The truth about love, Barbican, London

3.00

"Tell Me the Truth About Love": Zoë Wanamaker made the request on behalf of WH Auden at the start of this lively "journey through Mozart's operas" in the Barbican's Mostly Mozart festival. The responses were many and varied. The Auden, for instance, was met with anxious questions from Cherubino, the oversexed page-boy from The Marriage of Figaro. And speaking of raging hormones, Simon Russell Beale then proffered a letter from the young Mozart suggesting that infatuation and marriage were somewhat confused in his mind, prompting Papageno and Pamina to contemplate domestic bliss from their different perspectives in the delicious Act I duet from The Magic Flute.

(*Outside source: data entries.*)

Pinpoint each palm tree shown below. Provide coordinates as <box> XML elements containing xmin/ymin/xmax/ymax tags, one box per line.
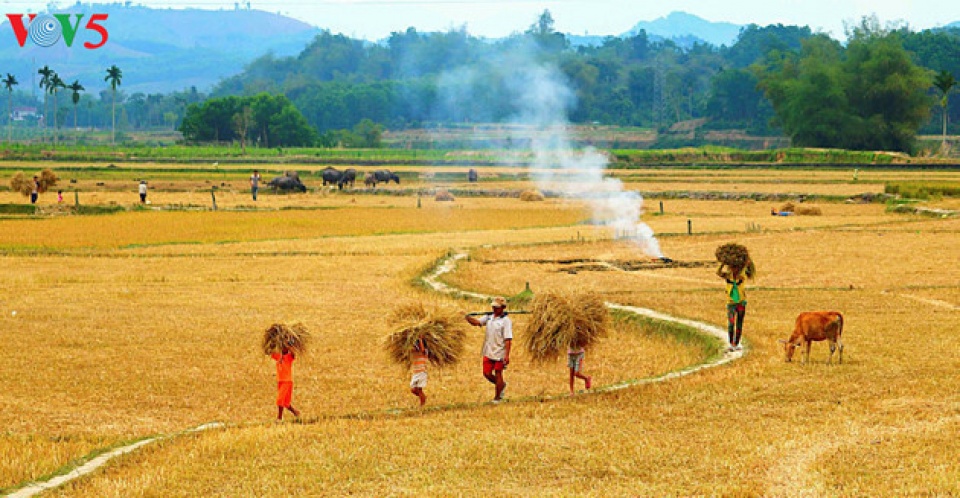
<box><xmin>934</xmin><ymin>70</ymin><xmax>957</xmax><ymax>150</ymax></box>
<box><xmin>104</xmin><ymin>65</ymin><xmax>122</xmax><ymax>145</ymax></box>
<box><xmin>37</xmin><ymin>65</ymin><xmax>53</xmax><ymax>142</ymax></box>
<box><xmin>2</xmin><ymin>73</ymin><xmax>18</xmax><ymax>143</ymax></box>
<box><xmin>49</xmin><ymin>72</ymin><xmax>65</xmax><ymax>148</ymax></box>
<box><xmin>67</xmin><ymin>80</ymin><xmax>84</xmax><ymax>135</ymax></box>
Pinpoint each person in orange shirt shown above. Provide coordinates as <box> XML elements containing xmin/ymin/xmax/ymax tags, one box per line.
<box><xmin>271</xmin><ymin>346</ymin><xmax>301</xmax><ymax>420</ymax></box>
<box><xmin>409</xmin><ymin>338</ymin><xmax>428</xmax><ymax>406</ymax></box>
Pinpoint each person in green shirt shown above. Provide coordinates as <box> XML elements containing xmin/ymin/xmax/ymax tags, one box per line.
<box><xmin>717</xmin><ymin>261</ymin><xmax>753</xmax><ymax>351</ymax></box>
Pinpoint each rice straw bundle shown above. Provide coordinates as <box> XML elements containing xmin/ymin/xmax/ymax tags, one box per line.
<box><xmin>795</xmin><ymin>206</ymin><xmax>822</xmax><ymax>216</ymax></box>
<box><xmin>384</xmin><ymin>301</ymin><xmax>467</xmax><ymax>368</ymax></box>
<box><xmin>715</xmin><ymin>243</ymin><xmax>755</xmax><ymax>279</ymax></box>
<box><xmin>38</xmin><ymin>169</ymin><xmax>58</xmax><ymax>193</ymax></box>
<box><xmin>520</xmin><ymin>190</ymin><xmax>545</xmax><ymax>201</ymax></box>
<box><xmin>522</xmin><ymin>292</ymin><xmax>609</xmax><ymax>362</ymax></box>
<box><xmin>9</xmin><ymin>172</ymin><xmax>32</xmax><ymax>196</ymax></box>
<box><xmin>261</xmin><ymin>322</ymin><xmax>311</xmax><ymax>356</ymax></box>
<box><xmin>780</xmin><ymin>202</ymin><xmax>796</xmax><ymax>213</ymax></box>
<box><xmin>434</xmin><ymin>189</ymin><xmax>455</xmax><ymax>202</ymax></box>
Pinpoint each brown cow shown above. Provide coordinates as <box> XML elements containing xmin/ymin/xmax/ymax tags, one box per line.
<box><xmin>780</xmin><ymin>311</ymin><xmax>844</xmax><ymax>364</ymax></box>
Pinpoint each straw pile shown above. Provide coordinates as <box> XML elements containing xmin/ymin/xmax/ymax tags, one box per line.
<box><xmin>261</xmin><ymin>322</ymin><xmax>311</xmax><ymax>356</ymax></box>
<box><xmin>384</xmin><ymin>301</ymin><xmax>467</xmax><ymax>368</ymax></box>
<box><xmin>523</xmin><ymin>292</ymin><xmax>609</xmax><ymax>362</ymax></box>
<box><xmin>715</xmin><ymin>243</ymin><xmax>756</xmax><ymax>278</ymax></box>
<box><xmin>780</xmin><ymin>202</ymin><xmax>796</xmax><ymax>213</ymax></box>
<box><xmin>38</xmin><ymin>169</ymin><xmax>58</xmax><ymax>193</ymax></box>
<box><xmin>795</xmin><ymin>205</ymin><xmax>822</xmax><ymax>216</ymax></box>
<box><xmin>9</xmin><ymin>172</ymin><xmax>32</xmax><ymax>196</ymax></box>
<box><xmin>520</xmin><ymin>190</ymin><xmax>545</xmax><ymax>201</ymax></box>
<box><xmin>434</xmin><ymin>189</ymin><xmax>455</xmax><ymax>202</ymax></box>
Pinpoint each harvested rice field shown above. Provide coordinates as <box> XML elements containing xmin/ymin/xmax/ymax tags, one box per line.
<box><xmin>0</xmin><ymin>163</ymin><xmax>958</xmax><ymax>496</ymax></box>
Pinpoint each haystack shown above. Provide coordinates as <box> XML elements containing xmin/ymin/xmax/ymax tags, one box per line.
<box><xmin>520</xmin><ymin>190</ymin><xmax>545</xmax><ymax>202</ymax></box>
<box><xmin>261</xmin><ymin>322</ymin><xmax>311</xmax><ymax>356</ymax></box>
<box><xmin>780</xmin><ymin>202</ymin><xmax>796</xmax><ymax>213</ymax></box>
<box><xmin>715</xmin><ymin>243</ymin><xmax>755</xmax><ymax>279</ymax></box>
<box><xmin>795</xmin><ymin>206</ymin><xmax>822</xmax><ymax>216</ymax></box>
<box><xmin>38</xmin><ymin>169</ymin><xmax>58</xmax><ymax>193</ymax></box>
<box><xmin>522</xmin><ymin>292</ymin><xmax>609</xmax><ymax>362</ymax></box>
<box><xmin>9</xmin><ymin>172</ymin><xmax>32</xmax><ymax>196</ymax></box>
<box><xmin>434</xmin><ymin>189</ymin><xmax>455</xmax><ymax>202</ymax></box>
<box><xmin>384</xmin><ymin>301</ymin><xmax>467</xmax><ymax>368</ymax></box>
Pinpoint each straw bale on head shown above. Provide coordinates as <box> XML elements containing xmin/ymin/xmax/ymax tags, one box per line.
<box><xmin>9</xmin><ymin>172</ymin><xmax>32</xmax><ymax>196</ymax></box>
<box><xmin>38</xmin><ymin>169</ymin><xmax>58</xmax><ymax>193</ymax></box>
<box><xmin>434</xmin><ymin>189</ymin><xmax>455</xmax><ymax>202</ymax></box>
<box><xmin>715</xmin><ymin>243</ymin><xmax>755</xmax><ymax>279</ymax></box>
<box><xmin>523</xmin><ymin>292</ymin><xmax>609</xmax><ymax>362</ymax></box>
<box><xmin>261</xmin><ymin>322</ymin><xmax>311</xmax><ymax>356</ymax></box>
<box><xmin>520</xmin><ymin>190</ymin><xmax>545</xmax><ymax>201</ymax></box>
<box><xmin>384</xmin><ymin>301</ymin><xmax>467</xmax><ymax>368</ymax></box>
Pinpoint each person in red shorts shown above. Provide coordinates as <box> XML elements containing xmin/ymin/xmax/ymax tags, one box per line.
<box><xmin>271</xmin><ymin>346</ymin><xmax>301</xmax><ymax>421</ymax></box>
<box><xmin>465</xmin><ymin>296</ymin><xmax>513</xmax><ymax>403</ymax></box>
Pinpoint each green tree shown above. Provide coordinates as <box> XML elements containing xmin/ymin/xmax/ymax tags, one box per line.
<box><xmin>933</xmin><ymin>70</ymin><xmax>957</xmax><ymax>148</ymax></box>
<box><xmin>2</xmin><ymin>73</ymin><xmax>17</xmax><ymax>143</ymax></box>
<box><xmin>37</xmin><ymin>65</ymin><xmax>53</xmax><ymax>142</ymax></box>
<box><xmin>67</xmin><ymin>80</ymin><xmax>85</xmax><ymax>135</ymax></box>
<box><xmin>48</xmin><ymin>73</ymin><xmax>65</xmax><ymax>148</ymax></box>
<box><xmin>104</xmin><ymin>65</ymin><xmax>123</xmax><ymax>145</ymax></box>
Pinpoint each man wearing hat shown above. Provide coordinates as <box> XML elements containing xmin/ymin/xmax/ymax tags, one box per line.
<box><xmin>466</xmin><ymin>296</ymin><xmax>512</xmax><ymax>403</ymax></box>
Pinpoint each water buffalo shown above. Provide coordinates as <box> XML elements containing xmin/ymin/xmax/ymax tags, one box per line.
<box><xmin>338</xmin><ymin>168</ymin><xmax>358</xmax><ymax>189</ymax></box>
<box><xmin>468</xmin><ymin>169</ymin><xmax>478</xmax><ymax>182</ymax></box>
<box><xmin>268</xmin><ymin>171</ymin><xmax>307</xmax><ymax>193</ymax></box>
<box><xmin>364</xmin><ymin>173</ymin><xmax>376</xmax><ymax>187</ymax></box>
<box><xmin>373</xmin><ymin>169</ymin><xmax>400</xmax><ymax>185</ymax></box>
<box><xmin>321</xmin><ymin>167</ymin><xmax>343</xmax><ymax>187</ymax></box>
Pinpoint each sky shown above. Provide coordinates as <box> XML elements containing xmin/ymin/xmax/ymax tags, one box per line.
<box><xmin>6</xmin><ymin>0</ymin><xmax>960</xmax><ymax>41</ymax></box>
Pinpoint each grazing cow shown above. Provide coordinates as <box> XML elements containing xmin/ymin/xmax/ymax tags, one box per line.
<box><xmin>373</xmin><ymin>169</ymin><xmax>400</xmax><ymax>185</ymax></box>
<box><xmin>364</xmin><ymin>172</ymin><xmax>376</xmax><ymax>187</ymax></box>
<box><xmin>780</xmin><ymin>311</ymin><xmax>844</xmax><ymax>364</ymax></box>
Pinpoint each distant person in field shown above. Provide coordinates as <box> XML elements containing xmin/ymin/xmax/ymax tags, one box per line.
<box><xmin>567</xmin><ymin>345</ymin><xmax>592</xmax><ymax>395</ymax></box>
<box><xmin>138</xmin><ymin>181</ymin><xmax>147</xmax><ymax>204</ymax></box>
<box><xmin>409</xmin><ymin>337</ymin><xmax>428</xmax><ymax>406</ymax></box>
<box><xmin>271</xmin><ymin>346</ymin><xmax>301</xmax><ymax>421</ymax></box>
<box><xmin>465</xmin><ymin>296</ymin><xmax>512</xmax><ymax>403</ymax></box>
<box><xmin>250</xmin><ymin>169</ymin><xmax>261</xmax><ymax>201</ymax></box>
<box><xmin>717</xmin><ymin>262</ymin><xmax>752</xmax><ymax>351</ymax></box>
<box><xmin>30</xmin><ymin>175</ymin><xmax>39</xmax><ymax>204</ymax></box>
<box><xmin>57</xmin><ymin>190</ymin><xmax>63</xmax><ymax>204</ymax></box>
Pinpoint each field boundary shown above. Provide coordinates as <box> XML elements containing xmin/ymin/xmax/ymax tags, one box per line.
<box><xmin>3</xmin><ymin>423</ymin><xmax>223</xmax><ymax>498</ymax></box>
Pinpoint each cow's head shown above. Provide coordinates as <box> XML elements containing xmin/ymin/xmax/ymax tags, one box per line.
<box><xmin>778</xmin><ymin>339</ymin><xmax>799</xmax><ymax>362</ymax></box>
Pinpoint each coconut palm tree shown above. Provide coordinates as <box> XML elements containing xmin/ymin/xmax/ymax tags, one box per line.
<box><xmin>2</xmin><ymin>73</ymin><xmax>17</xmax><ymax>143</ymax></box>
<box><xmin>934</xmin><ymin>70</ymin><xmax>957</xmax><ymax>150</ymax></box>
<box><xmin>49</xmin><ymin>72</ymin><xmax>65</xmax><ymax>148</ymax></box>
<box><xmin>104</xmin><ymin>65</ymin><xmax>122</xmax><ymax>145</ymax></box>
<box><xmin>67</xmin><ymin>80</ymin><xmax>84</xmax><ymax>135</ymax></box>
<box><xmin>37</xmin><ymin>65</ymin><xmax>53</xmax><ymax>142</ymax></box>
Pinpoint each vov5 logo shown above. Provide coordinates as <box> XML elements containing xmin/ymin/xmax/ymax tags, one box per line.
<box><xmin>6</xmin><ymin>13</ymin><xmax>109</xmax><ymax>49</ymax></box>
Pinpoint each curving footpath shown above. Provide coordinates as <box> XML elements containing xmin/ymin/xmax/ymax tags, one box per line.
<box><xmin>5</xmin><ymin>249</ymin><xmax>743</xmax><ymax>497</ymax></box>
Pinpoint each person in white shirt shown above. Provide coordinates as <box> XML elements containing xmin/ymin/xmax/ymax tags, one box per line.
<box><xmin>466</xmin><ymin>296</ymin><xmax>512</xmax><ymax>403</ymax></box>
<box><xmin>138</xmin><ymin>181</ymin><xmax>147</xmax><ymax>204</ymax></box>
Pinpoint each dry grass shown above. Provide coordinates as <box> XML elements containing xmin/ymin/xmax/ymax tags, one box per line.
<box><xmin>520</xmin><ymin>189</ymin><xmax>545</xmax><ymax>201</ymax></box>
<box><xmin>1</xmin><ymin>167</ymin><xmax>958</xmax><ymax>495</ymax></box>
<box><xmin>523</xmin><ymin>292</ymin><xmax>609</xmax><ymax>361</ymax></box>
<box><xmin>260</xmin><ymin>323</ymin><xmax>311</xmax><ymax>356</ymax></box>
<box><xmin>383</xmin><ymin>301</ymin><xmax>467</xmax><ymax>368</ymax></box>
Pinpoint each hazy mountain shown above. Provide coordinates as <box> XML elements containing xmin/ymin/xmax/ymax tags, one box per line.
<box><xmin>0</xmin><ymin>4</ymin><xmax>320</xmax><ymax>94</ymax></box>
<box><xmin>623</xmin><ymin>11</ymin><xmax>743</xmax><ymax>47</ymax></box>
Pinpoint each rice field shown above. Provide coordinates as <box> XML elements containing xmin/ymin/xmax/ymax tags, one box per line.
<box><xmin>0</xmin><ymin>163</ymin><xmax>958</xmax><ymax>496</ymax></box>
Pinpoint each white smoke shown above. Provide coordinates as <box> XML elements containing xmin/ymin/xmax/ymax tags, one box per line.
<box><xmin>500</xmin><ymin>53</ymin><xmax>663</xmax><ymax>258</ymax></box>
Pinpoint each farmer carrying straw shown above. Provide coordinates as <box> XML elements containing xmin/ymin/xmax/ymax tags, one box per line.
<box><xmin>466</xmin><ymin>296</ymin><xmax>512</xmax><ymax>403</ymax></box>
<box><xmin>715</xmin><ymin>243</ymin><xmax>756</xmax><ymax>352</ymax></box>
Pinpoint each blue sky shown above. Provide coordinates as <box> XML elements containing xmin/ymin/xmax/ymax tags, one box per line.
<box><xmin>9</xmin><ymin>0</ymin><xmax>960</xmax><ymax>40</ymax></box>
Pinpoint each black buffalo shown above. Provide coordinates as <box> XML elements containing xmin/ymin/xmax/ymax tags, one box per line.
<box><xmin>268</xmin><ymin>171</ymin><xmax>307</xmax><ymax>192</ymax></box>
<box><xmin>468</xmin><ymin>169</ymin><xmax>478</xmax><ymax>182</ymax></box>
<box><xmin>338</xmin><ymin>168</ymin><xmax>358</xmax><ymax>189</ymax></box>
<box><xmin>371</xmin><ymin>169</ymin><xmax>400</xmax><ymax>186</ymax></box>
<box><xmin>321</xmin><ymin>167</ymin><xmax>343</xmax><ymax>187</ymax></box>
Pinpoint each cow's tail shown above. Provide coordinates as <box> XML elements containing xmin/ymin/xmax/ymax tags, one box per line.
<box><xmin>835</xmin><ymin>312</ymin><xmax>844</xmax><ymax>339</ymax></box>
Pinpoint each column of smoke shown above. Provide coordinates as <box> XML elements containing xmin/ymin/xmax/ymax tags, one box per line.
<box><xmin>437</xmin><ymin>49</ymin><xmax>663</xmax><ymax>258</ymax></box>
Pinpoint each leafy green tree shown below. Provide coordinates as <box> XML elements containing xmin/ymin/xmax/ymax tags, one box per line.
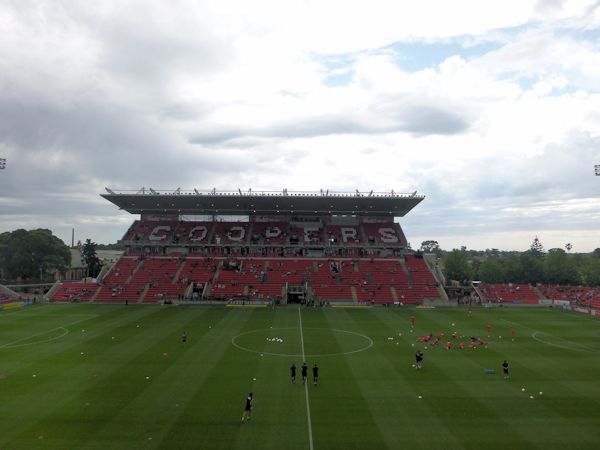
<box><xmin>419</xmin><ymin>240</ymin><xmax>442</xmax><ymax>257</ymax></box>
<box><xmin>543</xmin><ymin>248</ymin><xmax>580</xmax><ymax>285</ymax></box>
<box><xmin>591</xmin><ymin>248</ymin><xmax>600</xmax><ymax>259</ymax></box>
<box><xmin>0</xmin><ymin>229</ymin><xmax>71</xmax><ymax>281</ymax></box>
<box><xmin>81</xmin><ymin>239</ymin><xmax>102</xmax><ymax>278</ymax></box>
<box><xmin>503</xmin><ymin>255</ymin><xmax>525</xmax><ymax>283</ymax></box>
<box><xmin>581</xmin><ymin>258</ymin><xmax>600</xmax><ymax>286</ymax></box>
<box><xmin>478</xmin><ymin>258</ymin><xmax>506</xmax><ymax>283</ymax></box>
<box><xmin>529</xmin><ymin>236</ymin><xmax>545</xmax><ymax>257</ymax></box>
<box><xmin>443</xmin><ymin>250</ymin><xmax>472</xmax><ymax>283</ymax></box>
<box><xmin>518</xmin><ymin>252</ymin><xmax>544</xmax><ymax>284</ymax></box>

It was that sort of evening – poetry and song leading us in a gentle dance through the ramifications of a true love that never did run smooth. Mozart understood how fragile a thing it was and the richness of his response ensured that for the best part of 20 musical numbers he never once repeated himself. Whoever put together this entertaining confection – and I am assuming it was Ian Page of the Classical Opera Company – made shrewd choices. The juxtapositions were deliciously apt. How touching to have Shakespeare's Sonnet 18 – "Shall I compare thee to a summer's day" – segue into Tamino's first glimpse of Pamina's portrait, "Dies Bildnis ist bezaubernd". Andrew Kennedy seemed almost to replicate in his singing the unvarnished truthfulness of Russell Beale's speaking.

Credit, too, should go to Katija Dragojevic, who caught well Cherubino's breathless palpitations, and Klara Ek, who got to sparkle in the high-wire soprano numbers. Oddly disappointing was Garry Magee, whose colourless singing hardly matched his swarthy appearance, though he did raise a laugh as Nardo from La finta giardiniera.

No question about the star turn, though. Rebecca Evans negotiated the prodigious vocal and emotional hurdles of "Per pieta" from Cosi fan tutte with still, sure, artistry, notably shadowed by the natural horns of the Orchestra of the Classical Opera Company. Mozart doesn't make it easy for anyone – except us, of course.